I knew as soon as I heard the story that it was 100% pure, uncut bullshit. That much was obvious. I figured the "exact copy" of the website was the HTML code your computer downloads when visiting the site, and that THAT's what he allegedly changed, which is a bit like claiming someone can hack your car and open the doors because he can open the doors on HIS car, which happens to be the same kind as your car, and oh, we forgot to mention the doors were already unlocked... or something like that. In any case, even if for not precisely the right reasons, I was right about the fact that the story was total bullshit.
HOWEVER... I can't help but wonder if this is going to turn into a zombie-lie, you know, a fake, bullshit story that people go on citing over and over again either in stupid, pointless verbal arguments or in substantiate, meaningful, important debates on matters of policy, and that the dolts who are convinced that an 11 year old hacked into the voting system of a US state... will keep spouting this debunked claim over and over again. I'm sure in some circles, it will. Anything, for some people, that serves the point of their argument, they'll insist is "valid" even when it plainly ISN'T.
Our reign has gone on long enough. Indeed. Summon the meteors.
Alexander Peter Kowalski continues his Lies
Like how he claims the Chinese copied him but can't produce any evidence.
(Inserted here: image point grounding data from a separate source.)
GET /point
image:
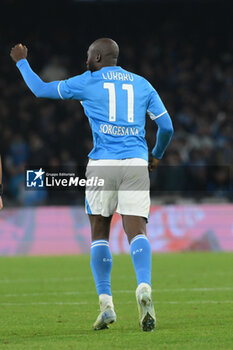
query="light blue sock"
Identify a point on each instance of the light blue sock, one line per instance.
(140, 251)
(101, 265)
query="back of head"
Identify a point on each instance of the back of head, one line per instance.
(101, 53)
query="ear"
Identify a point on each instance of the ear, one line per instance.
(98, 57)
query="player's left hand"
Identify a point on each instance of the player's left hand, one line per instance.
(153, 163)
(18, 52)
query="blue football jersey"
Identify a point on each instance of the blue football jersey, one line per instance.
(115, 102)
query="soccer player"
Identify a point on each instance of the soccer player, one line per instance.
(116, 103)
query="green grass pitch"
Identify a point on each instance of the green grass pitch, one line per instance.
(50, 303)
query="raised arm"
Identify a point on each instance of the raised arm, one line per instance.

How about when he states that hosts does port filtering but again can't backup his statement which was shown to be false.
There is also his list of "experts" who support him but it turns out they don't say what he is claiming.
This also ignores his out of context quotes he uses to lie by omission.
The problem with APK is that his entire reputation is built upon the lie he told years ago that hosts is an effective security solution. It has been exposed numerous times as being a lie and when exposed APK fails to argue logically and instead will try to deflect criticism, change the subject, move the goal posts, return to a previously disproven statement, demand you prove you did better than his file concatenator, or just call people names. He will continue to lie by stating that he won or "dusted" you while failing to refute anything you said, will never provide real evidence, and generally try to dodge the issue.
Face it Alexander Peter Kowalski is one of the most detested individuals here for good reason. When ever his poor behavior, awful logic, over statements, and horrendous writing are called out he has a fit and has done so for years across the internet. He is a spammer, and is an abusive insecure little man who is washed up and never amounted to anything. Until he produces actual verifiable facts supporting his case nothing he says should be taken seriously.